Bisher wurden die Zuschläge nur anhand der Leistungspreise erteilt, also anhand der Kosten der Vorhaltung. Die BNetzA meint, dies habe wohl dazu geführt, dass es im Oktober 2017 zu bisher noch nicht dagewesenen Spitzenpreisen von 20.614,97 Euro/MWh (19:15 Uhr bis 19:30 Uhr) bzw. 24.455,05 Euro/MWh (19:30 Uhr bis 19:45 Uhr) kam. Die Arbeitspreise, also die Kosten des tatsächlichen Abrufs, spielten dagegen für die Zuschlagserteilung keine Rolle. Die BNetzA meint, dies hätten einzelne Anbieter ausgenutzt und sehr niedrige Leistungspreise geboten, um erst einmal den Zuschlag zu erhalten, und dann extrem teuer verkauft. Deswegen wurde als erste Maßnahme im Januar eine Preisobergrenze eingezogen. Aber auch das generelle Verfahren soll sich jetzt ändern.
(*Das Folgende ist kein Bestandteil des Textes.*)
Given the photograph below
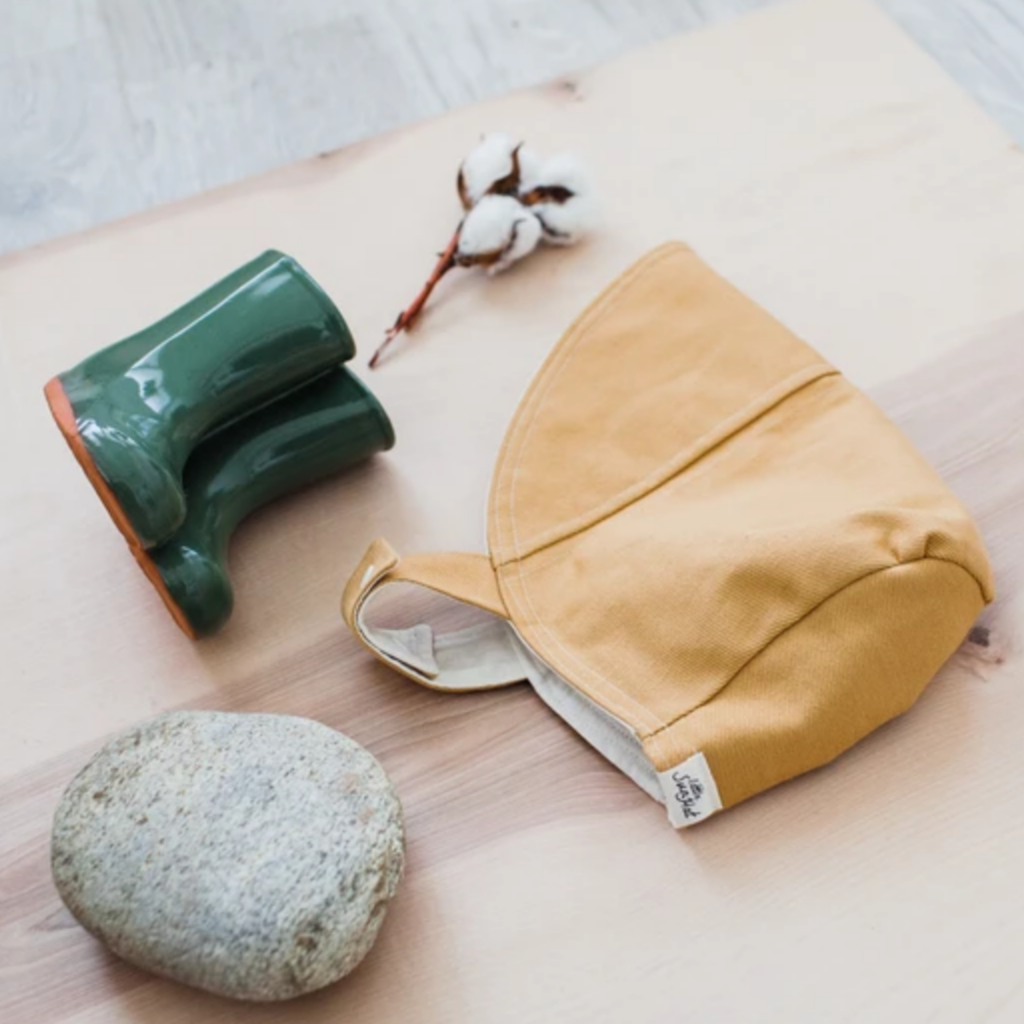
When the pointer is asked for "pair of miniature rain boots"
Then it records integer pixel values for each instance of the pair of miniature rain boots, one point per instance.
(233, 399)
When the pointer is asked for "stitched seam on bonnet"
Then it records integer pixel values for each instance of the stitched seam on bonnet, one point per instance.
(709, 442)
(810, 611)
(577, 333)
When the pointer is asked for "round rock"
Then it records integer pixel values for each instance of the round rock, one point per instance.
(250, 855)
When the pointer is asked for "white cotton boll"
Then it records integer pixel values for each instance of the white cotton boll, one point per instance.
(561, 196)
(526, 233)
(487, 226)
(497, 231)
(529, 164)
(565, 223)
(562, 170)
(488, 162)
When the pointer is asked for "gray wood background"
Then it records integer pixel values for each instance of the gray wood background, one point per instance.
(109, 107)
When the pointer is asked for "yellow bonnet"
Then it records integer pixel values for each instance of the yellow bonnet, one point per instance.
(709, 552)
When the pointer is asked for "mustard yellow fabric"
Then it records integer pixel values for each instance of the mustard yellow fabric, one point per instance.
(700, 525)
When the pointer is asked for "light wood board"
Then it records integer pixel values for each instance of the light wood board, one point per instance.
(112, 107)
(829, 169)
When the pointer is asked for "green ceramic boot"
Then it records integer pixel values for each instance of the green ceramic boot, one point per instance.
(316, 430)
(133, 412)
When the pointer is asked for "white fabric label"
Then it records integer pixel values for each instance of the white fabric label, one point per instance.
(690, 793)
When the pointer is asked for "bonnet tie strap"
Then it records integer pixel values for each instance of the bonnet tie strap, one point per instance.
(478, 656)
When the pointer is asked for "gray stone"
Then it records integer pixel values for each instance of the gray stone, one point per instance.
(249, 855)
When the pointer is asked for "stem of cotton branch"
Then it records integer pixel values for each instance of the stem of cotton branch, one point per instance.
(408, 315)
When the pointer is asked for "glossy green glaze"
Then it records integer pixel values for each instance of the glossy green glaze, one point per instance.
(316, 430)
(141, 404)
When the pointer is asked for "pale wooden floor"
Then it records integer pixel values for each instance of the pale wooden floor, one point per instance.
(110, 107)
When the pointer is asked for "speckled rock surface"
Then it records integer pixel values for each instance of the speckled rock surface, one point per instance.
(250, 855)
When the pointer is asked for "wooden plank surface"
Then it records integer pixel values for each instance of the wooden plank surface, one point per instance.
(843, 181)
(111, 107)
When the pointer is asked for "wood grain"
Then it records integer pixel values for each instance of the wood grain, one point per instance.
(111, 107)
(878, 215)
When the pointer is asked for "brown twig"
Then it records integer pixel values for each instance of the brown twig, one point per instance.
(407, 316)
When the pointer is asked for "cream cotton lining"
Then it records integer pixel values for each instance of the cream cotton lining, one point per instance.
(491, 654)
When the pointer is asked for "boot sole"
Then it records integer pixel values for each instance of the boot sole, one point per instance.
(64, 415)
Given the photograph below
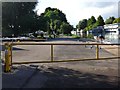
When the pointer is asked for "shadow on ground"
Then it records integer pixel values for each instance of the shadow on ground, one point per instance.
(70, 39)
(56, 77)
(13, 48)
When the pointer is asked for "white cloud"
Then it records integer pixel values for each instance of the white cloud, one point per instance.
(76, 10)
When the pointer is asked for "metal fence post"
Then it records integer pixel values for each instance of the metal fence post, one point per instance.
(97, 52)
(51, 53)
(8, 57)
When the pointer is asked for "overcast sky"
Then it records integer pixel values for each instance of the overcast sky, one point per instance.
(76, 10)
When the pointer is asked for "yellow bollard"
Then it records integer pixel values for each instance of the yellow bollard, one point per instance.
(8, 57)
(51, 53)
(97, 52)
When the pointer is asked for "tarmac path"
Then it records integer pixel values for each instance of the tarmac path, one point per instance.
(80, 74)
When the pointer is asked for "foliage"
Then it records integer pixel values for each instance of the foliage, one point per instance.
(56, 22)
(82, 24)
(18, 18)
(109, 20)
(117, 20)
(76, 36)
(100, 21)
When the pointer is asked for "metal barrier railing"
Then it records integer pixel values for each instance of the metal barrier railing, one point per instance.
(8, 53)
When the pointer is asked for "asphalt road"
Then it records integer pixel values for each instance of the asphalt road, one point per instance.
(81, 74)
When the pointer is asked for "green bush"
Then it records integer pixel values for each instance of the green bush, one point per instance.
(75, 36)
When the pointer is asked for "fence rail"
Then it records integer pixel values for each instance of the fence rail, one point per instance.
(8, 53)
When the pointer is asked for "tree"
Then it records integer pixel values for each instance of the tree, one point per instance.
(18, 17)
(82, 24)
(117, 20)
(109, 20)
(66, 28)
(100, 21)
(54, 19)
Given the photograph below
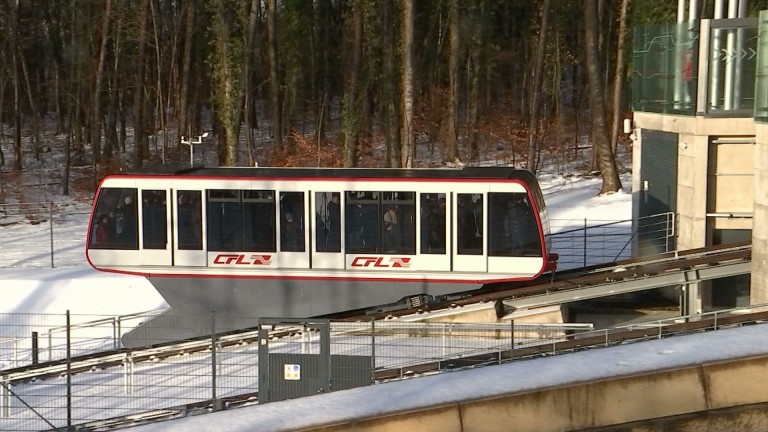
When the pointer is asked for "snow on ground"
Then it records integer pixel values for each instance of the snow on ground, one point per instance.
(73, 286)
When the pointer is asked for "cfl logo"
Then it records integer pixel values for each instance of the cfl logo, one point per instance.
(240, 259)
(378, 262)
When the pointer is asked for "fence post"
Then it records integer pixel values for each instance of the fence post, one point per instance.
(585, 242)
(5, 398)
(69, 374)
(35, 348)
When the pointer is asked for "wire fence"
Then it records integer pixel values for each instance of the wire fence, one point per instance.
(59, 240)
(78, 379)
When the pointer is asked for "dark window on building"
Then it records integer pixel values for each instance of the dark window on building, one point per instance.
(512, 226)
(292, 221)
(225, 220)
(433, 217)
(116, 221)
(380, 222)
(327, 222)
(154, 220)
(259, 221)
(470, 224)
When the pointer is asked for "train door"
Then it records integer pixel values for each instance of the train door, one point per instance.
(434, 231)
(189, 233)
(328, 233)
(293, 232)
(469, 231)
(154, 227)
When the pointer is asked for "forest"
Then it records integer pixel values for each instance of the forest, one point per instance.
(117, 84)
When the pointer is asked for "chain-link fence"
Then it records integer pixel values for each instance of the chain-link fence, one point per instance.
(84, 387)
(56, 375)
(43, 234)
(57, 237)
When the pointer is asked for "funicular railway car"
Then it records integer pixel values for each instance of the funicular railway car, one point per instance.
(299, 243)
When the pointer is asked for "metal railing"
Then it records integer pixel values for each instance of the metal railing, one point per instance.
(140, 383)
(581, 243)
(57, 241)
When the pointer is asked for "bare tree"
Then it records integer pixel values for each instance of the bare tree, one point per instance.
(600, 134)
(352, 101)
(407, 140)
(450, 135)
(98, 79)
(618, 77)
(538, 78)
(274, 74)
(139, 99)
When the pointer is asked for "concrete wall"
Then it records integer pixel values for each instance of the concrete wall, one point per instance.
(759, 292)
(694, 178)
(693, 163)
(724, 396)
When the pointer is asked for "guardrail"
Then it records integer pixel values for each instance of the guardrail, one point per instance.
(128, 384)
(583, 242)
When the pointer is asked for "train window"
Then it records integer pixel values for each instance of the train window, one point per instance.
(116, 220)
(241, 220)
(153, 220)
(225, 220)
(259, 214)
(380, 222)
(328, 222)
(432, 223)
(470, 224)
(512, 225)
(190, 220)
(292, 221)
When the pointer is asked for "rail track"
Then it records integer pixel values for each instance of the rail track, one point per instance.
(563, 285)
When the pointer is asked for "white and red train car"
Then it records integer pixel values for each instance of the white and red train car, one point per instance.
(303, 242)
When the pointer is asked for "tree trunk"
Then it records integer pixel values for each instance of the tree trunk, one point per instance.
(96, 104)
(185, 76)
(15, 61)
(451, 117)
(407, 140)
(538, 73)
(600, 133)
(139, 116)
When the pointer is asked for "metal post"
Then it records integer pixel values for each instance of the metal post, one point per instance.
(5, 398)
(69, 375)
(50, 225)
(213, 360)
(35, 348)
(585, 242)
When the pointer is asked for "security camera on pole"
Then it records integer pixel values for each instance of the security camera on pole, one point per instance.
(190, 142)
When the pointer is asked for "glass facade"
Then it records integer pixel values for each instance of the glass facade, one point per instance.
(761, 72)
(665, 68)
(669, 78)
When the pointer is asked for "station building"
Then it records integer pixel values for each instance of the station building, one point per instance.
(700, 137)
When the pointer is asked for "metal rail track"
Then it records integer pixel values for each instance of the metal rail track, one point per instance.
(570, 282)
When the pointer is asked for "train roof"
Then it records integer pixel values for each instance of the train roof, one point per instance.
(492, 172)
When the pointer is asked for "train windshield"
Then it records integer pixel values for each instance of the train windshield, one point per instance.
(116, 220)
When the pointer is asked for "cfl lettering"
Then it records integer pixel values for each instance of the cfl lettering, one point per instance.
(364, 261)
(240, 259)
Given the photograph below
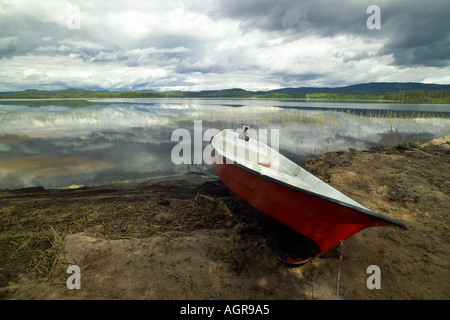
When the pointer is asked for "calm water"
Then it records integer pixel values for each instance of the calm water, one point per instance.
(86, 142)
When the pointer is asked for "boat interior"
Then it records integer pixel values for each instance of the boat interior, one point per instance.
(259, 157)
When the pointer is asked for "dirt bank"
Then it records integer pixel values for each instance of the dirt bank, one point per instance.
(175, 240)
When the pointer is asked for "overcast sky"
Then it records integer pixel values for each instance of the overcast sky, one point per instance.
(219, 44)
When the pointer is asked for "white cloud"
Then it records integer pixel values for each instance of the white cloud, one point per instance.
(196, 45)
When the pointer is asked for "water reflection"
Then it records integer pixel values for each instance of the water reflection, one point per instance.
(60, 143)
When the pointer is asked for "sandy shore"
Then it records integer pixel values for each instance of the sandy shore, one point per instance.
(182, 240)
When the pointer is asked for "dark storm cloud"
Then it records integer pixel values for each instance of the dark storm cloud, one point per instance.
(198, 44)
(414, 32)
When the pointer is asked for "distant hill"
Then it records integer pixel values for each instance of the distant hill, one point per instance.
(375, 91)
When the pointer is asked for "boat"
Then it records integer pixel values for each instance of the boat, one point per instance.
(303, 216)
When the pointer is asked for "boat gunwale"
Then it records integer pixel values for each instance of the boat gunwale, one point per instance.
(368, 212)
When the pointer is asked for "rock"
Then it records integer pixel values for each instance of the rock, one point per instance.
(164, 202)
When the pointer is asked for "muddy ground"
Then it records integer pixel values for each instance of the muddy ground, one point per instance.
(181, 240)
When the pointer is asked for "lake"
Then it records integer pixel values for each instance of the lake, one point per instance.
(62, 143)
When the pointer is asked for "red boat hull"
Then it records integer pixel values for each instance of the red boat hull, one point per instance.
(323, 223)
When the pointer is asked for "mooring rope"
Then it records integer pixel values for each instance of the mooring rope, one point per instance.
(340, 265)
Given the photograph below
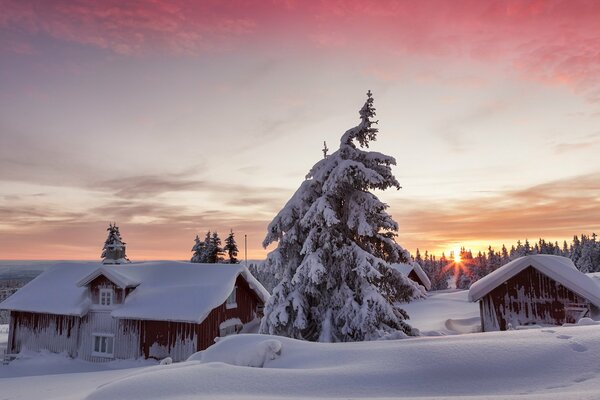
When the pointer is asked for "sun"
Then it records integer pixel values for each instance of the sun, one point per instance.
(457, 259)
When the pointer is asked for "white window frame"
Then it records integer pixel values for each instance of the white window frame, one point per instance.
(110, 296)
(230, 329)
(231, 301)
(109, 343)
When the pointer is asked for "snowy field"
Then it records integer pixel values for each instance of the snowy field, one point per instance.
(547, 363)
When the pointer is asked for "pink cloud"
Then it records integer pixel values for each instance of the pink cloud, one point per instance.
(130, 27)
(551, 41)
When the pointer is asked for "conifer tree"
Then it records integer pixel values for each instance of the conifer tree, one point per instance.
(216, 251)
(336, 242)
(113, 251)
(199, 250)
(231, 248)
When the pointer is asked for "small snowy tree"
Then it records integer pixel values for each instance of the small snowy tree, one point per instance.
(199, 250)
(113, 251)
(336, 242)
(215, 251)
(231, 248)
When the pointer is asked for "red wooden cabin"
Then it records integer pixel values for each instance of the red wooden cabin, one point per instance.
(536, 289)
(141, 310)
(414, 272)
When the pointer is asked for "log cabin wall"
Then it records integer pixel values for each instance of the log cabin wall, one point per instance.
(93, 323)
(531, 297)
(33, 331)
(246, 310)
(160, 339)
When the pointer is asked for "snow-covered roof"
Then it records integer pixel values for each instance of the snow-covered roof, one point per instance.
(406, 269)
(561, 269)
(165, 290)
(113, 275)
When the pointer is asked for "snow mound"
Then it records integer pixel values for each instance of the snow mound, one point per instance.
(557, 363)
(587, 321)
(465, 325)
(166, 361)
(444, 312)
(243, 351)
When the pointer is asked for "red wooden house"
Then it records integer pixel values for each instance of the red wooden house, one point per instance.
(536, 289)
(140, 310)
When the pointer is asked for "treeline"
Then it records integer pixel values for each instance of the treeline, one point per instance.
(210, 251)
(584, 251)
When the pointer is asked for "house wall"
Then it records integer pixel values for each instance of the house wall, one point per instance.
(33, 331)
(247, 304)
(531, 297)
(102, 282)
(178, 340)
(132, 338)
(160, 339)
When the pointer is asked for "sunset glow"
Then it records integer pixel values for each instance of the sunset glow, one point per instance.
(173, 118)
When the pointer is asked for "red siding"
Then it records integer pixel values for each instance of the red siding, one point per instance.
(34, 331)
(531, 297)
(157, 339)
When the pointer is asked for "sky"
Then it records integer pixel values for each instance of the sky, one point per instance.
(175, 117)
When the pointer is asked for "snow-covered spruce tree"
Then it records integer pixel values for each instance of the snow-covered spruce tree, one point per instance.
(216, 251)
(336, 242)
(230, 248)
(199, 250)
(113, 251)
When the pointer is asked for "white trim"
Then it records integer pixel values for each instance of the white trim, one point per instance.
(111, 297)
(106, 354)
(113, 276)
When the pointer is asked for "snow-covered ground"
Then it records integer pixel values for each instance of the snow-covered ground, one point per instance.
(444, 312)
(3, 338)
(547, 363)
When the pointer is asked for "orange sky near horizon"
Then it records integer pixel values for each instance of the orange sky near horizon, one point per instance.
(174, 117)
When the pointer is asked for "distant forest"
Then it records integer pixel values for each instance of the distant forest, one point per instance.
(444, 273)
(584, 251)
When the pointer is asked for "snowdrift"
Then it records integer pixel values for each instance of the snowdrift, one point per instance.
(534, 364)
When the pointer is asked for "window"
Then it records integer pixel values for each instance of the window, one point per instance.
(231, 300)
(106, 297)
(230, 327)
(103, 345)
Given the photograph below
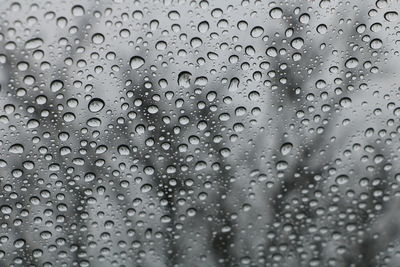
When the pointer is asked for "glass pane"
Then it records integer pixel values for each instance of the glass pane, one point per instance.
(199, 133)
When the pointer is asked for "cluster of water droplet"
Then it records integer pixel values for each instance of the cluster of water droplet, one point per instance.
(232, 133)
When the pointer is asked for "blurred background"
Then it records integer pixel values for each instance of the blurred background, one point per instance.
(199, 133)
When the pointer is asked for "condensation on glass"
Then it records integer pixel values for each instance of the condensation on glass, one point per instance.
(199, 133)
Auf den ersten Blick erscheint dies erst einmal logisch. Wieso wenden sich denn trotzdem so viele Unternehmen gegen die Neuregelung? Ganz einfach: Die Verteilung der Kosten auf Vorhaltung der Anlage und Erzeugung von Energie ist bei unterschiedlichen Anlagentypen unterschiedlich. Wenn man den Zuschlagsmechanismus ändert, kommen also auf einmal voraussichtlich andere Anlagen zum Zug als bisher. Dies könnte, befürchten manche, den konventionellen, also fossilen Kraftwerkstypen nützen. Während es anderen Technologien zur Netzentlastung, wie etwa Power-To-Heat-Anlagen (die wie große Wasserkocher aus Strom Wärme herstellen) schadet. Und auch für den Letztverbraucher ergeben sich Änderungen. Denn die Vorhaltekosten, der Leistungspreis, fließen in die Netznutzungsentgelte ein, die jeder als auf den Stromtransport entfallenden Kostenfaktor auf seiner Stromrechnung findet. Die Arbeit, also die tatsächlich erzeugte Regelenergie, wird dagegen von den Bilanzkreisverantwortlichen getragen. Damit wirken sich Veränderungen beim Zuschlagsmechanismus direkt auf die Kosten, aber eben auch auf die Zusammensetzung der Regelenergie liefernden Anlagen aus.
Doch längst nicht alle Marktteilnehmer sehen das ganze Instrument kritisch. Viele halten zwar den Ansatz an sich für begrüßenswert, wenden sich aber gegen die schwammigen Gewichtungsfaktoren. Wieder andere sehen Preisobergrenzen kritisch. Anzunehmen ist, dass sich am Ende ein Gericht mit der Frage der Richtigkeit beschäftigen wird, denn der Beschluss der BNetzA ist selbstverständlich anfechtbar.
Immerhin halten sich die zukünftigen Auswirkungen in Grenzen. Die europäische Regelung, die die Regelarbeitsmärkte nach der Verordnung (EU) 2017/2195 der Kommission vom 23.12.2017 zur Festlegung einer Leitlinie über den Systemausgleich im Elektrizitätsversorgungssystem (SystemausgleichVO), neu ordnen soll, existiert bereits. Ein Verfahren vor dem OLG Köln hätte also eine durchaus begrenze Strahlkraft für die Zukunft.